Five legendary musicians and performers of the Latin sound whose contributions have had a lasting impact on American music Selena, Carlos Gardel, Carmen Miranda, Tito Puente, and Celia Cruz were honored on U.S. commemorative Forever stamps. The stamps are on sale nationwide at Post Offices and online at usps.com/shop
From this day forward, these colorful, vibrant images of our Latin music legends will travel on letters and packages to every single household in America, said Marie Therese Dominguez, vice president, Government Relations and Public Policy.
In this small way, we have created a lasting tribute to five extraordinary performers, and we are proud and honored to share their legacy with Americans everywhere through these beautiful stamps, Dominguez said.

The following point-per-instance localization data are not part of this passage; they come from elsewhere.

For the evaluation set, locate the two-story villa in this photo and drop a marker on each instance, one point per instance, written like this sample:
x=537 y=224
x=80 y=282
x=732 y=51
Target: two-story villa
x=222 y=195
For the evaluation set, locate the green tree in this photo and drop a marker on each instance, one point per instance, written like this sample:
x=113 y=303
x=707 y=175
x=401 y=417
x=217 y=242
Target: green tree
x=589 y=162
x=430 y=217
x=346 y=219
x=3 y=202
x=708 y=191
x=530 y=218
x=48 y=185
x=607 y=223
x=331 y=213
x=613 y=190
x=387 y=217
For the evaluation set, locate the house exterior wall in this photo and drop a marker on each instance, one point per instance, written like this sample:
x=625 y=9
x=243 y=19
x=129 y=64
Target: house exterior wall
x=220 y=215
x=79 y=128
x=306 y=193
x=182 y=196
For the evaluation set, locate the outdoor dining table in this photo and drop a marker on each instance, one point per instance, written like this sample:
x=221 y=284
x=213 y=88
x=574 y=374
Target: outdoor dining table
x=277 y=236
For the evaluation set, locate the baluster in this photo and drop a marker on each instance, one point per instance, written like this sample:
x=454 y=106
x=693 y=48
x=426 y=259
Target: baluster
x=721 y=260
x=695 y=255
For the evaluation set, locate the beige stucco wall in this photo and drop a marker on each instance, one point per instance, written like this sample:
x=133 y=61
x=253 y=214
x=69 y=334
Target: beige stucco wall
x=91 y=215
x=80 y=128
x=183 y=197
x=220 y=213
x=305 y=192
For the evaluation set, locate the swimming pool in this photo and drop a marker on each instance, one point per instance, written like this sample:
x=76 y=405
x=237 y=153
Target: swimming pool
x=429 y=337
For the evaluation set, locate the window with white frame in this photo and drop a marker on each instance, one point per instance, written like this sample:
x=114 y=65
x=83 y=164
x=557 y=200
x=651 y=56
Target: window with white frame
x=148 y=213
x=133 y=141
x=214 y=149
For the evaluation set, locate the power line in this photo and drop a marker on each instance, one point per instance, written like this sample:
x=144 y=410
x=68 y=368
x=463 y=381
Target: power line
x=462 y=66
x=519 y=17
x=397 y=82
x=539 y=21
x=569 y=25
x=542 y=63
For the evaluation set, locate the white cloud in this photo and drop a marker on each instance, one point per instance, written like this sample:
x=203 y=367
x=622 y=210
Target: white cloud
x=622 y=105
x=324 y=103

Among the distinctive musical genres and styles represented by the music legends featured on the Forever stamps are Tejano, tango, samba, Latin jazz and salsa. The honorees are:
Texas-born Selena Quintanilla-Perez (1971-1995) known to fans simply as Selena helped transform and popularize Tejano music by integrating techno-hip-hop beats and disco-influenced dance movements with a captivating stage presence. A Grammy recipient, the Queen of Tejano broke gender barriers with record sales and awards. Even after her tragic death, Selena remains an important representative of Latin culture.
A superb and evocative singer, Carlos Gardel (1890?-1935) was one of the most celebrated tango artists of all time. Raised in Argentina, Gardel helped popularize the tango in the United States, Europe and throughout Latin America through his performances and recordings. Known as the man with the tear in his voice, also achieved fame as one of the stars of Spanish-language cinema.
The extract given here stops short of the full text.